So lange eine der in Kap. 2.1 bezeichneten Anlagen sich auf das Grundstück beschränkt, auf dem sie sich befindet und weder mit ihren Bestandteilen (etwa Staubverwehungen einer Erddeponie) noch in sonstiger Weise (etwa Lärmbelästigung und Kotverschmutzung durch die Tauben eines Taubenschlags) grenzüberschreitend auf benachbarte Grundstücke einwirkt, kann gegen sie auf der Grundlage des § 907 Abs. 1 BGB nichts unternommen werden.
2.2.1.1 Ästhetische oder optische Einwirkungen
Deshalb sind nach der Rechtsprechung des Bundesgerichtshofs auch sog. ideelle, d. h. ästhetische oder optische Einwirkungen (Belästigungen), wie etwa der Anblick eines benachbarten unaufgeräumten Lagerplatzes für Baumaterialien nach § 907 BGB im Allgemeinen nicht abwehrfähig.
Allerdings sollen nach Meinung des BGH in besonders krassen Fällen Abwehransprüche nicht ausgeschlossen sein.
"Müllplatz" an Grundstücksgrenze
Gestützt auf diese Rechtsmeinung hat das Amtsgericht Münster einen Beseitigungsanspruch des Nachbarn aus den §§ 1004 Abs. 1, 906 BGB in einem Fall anerkannt, in dem ein Grundstückseigentümer sozusagen provokativ unmittelbar an seiner Grundstücksgrenze eine blaue Regentonne, einen weißen und einen schwarzen Eimer, zerbrochene Gehwegplatten, Ziegelsteine und Betonsteine so abgelagert hatte, dass sie verdeckt für ihn nur von der Nachbarseite aus zu sehen waren.
Diese Argumentation ist auch im Rahmen des § 907 Abs. 1 BGB von Bedeutung, weil der Maßstab der Unzulässigkeit bzw.
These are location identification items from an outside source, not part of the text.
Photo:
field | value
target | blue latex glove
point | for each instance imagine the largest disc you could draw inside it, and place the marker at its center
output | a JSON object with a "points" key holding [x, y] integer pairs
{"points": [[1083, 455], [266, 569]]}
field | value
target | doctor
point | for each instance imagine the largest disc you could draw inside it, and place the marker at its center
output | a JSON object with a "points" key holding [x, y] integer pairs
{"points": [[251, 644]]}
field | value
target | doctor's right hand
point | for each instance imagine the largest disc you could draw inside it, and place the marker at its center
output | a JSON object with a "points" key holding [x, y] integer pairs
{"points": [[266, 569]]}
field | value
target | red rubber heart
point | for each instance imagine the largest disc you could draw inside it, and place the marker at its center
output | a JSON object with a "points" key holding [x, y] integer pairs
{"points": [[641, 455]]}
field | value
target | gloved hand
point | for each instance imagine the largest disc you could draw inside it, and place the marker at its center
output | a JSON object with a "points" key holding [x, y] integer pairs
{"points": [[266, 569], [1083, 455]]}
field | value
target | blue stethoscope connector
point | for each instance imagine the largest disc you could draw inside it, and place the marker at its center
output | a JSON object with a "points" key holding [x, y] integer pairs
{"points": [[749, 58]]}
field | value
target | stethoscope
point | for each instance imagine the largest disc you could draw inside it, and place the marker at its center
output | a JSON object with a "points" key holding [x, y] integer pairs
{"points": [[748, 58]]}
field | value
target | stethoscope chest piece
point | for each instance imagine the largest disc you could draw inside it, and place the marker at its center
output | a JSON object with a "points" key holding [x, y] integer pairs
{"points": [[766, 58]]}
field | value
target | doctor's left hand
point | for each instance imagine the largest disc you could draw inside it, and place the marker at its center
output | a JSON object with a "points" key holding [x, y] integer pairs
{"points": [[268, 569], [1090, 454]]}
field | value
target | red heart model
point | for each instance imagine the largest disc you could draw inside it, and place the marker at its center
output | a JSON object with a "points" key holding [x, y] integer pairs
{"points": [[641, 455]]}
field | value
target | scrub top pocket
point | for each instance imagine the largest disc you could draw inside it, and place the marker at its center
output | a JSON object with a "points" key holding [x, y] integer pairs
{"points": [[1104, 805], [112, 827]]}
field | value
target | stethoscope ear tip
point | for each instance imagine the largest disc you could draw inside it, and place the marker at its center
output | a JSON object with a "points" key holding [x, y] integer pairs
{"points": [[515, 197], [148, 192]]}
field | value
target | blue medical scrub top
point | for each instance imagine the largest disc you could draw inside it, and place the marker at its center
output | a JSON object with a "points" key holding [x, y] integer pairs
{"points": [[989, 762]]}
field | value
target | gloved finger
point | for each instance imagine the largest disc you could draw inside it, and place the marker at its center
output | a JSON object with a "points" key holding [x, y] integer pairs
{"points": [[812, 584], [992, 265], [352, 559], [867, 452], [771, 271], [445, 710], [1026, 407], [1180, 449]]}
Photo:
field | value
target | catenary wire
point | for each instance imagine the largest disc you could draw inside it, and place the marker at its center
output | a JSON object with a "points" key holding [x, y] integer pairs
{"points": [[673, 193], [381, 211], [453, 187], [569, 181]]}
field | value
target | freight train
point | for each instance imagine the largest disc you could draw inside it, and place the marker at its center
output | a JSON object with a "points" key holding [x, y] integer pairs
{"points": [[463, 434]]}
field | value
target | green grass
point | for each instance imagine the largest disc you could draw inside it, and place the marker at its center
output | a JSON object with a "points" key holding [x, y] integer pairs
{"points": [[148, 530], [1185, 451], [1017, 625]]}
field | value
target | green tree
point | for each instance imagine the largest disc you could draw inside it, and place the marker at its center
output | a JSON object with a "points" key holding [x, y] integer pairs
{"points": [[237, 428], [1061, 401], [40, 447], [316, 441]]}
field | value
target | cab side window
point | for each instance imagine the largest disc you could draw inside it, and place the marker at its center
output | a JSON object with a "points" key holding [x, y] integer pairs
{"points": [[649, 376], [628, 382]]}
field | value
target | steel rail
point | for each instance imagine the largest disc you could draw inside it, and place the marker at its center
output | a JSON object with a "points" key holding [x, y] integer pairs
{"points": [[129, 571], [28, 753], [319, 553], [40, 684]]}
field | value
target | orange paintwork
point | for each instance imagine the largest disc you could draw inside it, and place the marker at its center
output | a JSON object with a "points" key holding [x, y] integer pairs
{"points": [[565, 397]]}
Zulässigkeit von Einwirkungen bei § 907 BGB kein anderer als bei § 906 BGB ist.
2.2.1.2 Negative Einwirkungen
In gleicher Weise sind nach der Rechtsprechung des BGH sog. negative Einwirkungen, wie der Entzug von Licht oder das Verbauen der Aussicht im Allgemeinen nicht abwehrfähig.
Der BGH hat diese Auffassung damit begründet, dass sich nach allgemeiner Ansicht in Rechtsprechung und Literatur der Begriff der "unzulässigen Einwirkung" im Sinn von § 907 BGB aus den allgemeinen Vorschriften über Eigentum und Nachbarrecht ergibt, und zwar insbesondere aus den §§ 903, 905 und 906 BGB. Danach könne aber nur die Beseitigung solcher Anlagen verlangt werden, die durch ihren Bestand oder ihre Nutzung in sinnlich wahrnehmbarer Weise über die Grundstücksgrenze auf Nachbargrundstücke positiv einwirken. Dagegen müssten Anlagen, die sich auf der Grundfläche des Grundstücks, auf dem sie errichtet wurden, halten und nicht unmittelbar und positiv in das Gebiet des Nachbargrundstücks hinübergreifen, sondern dieses nur negativ beeinträchtigen, geduldet werden. Dieses Ergebnis entspreche dem Willen des Gesetzgebers.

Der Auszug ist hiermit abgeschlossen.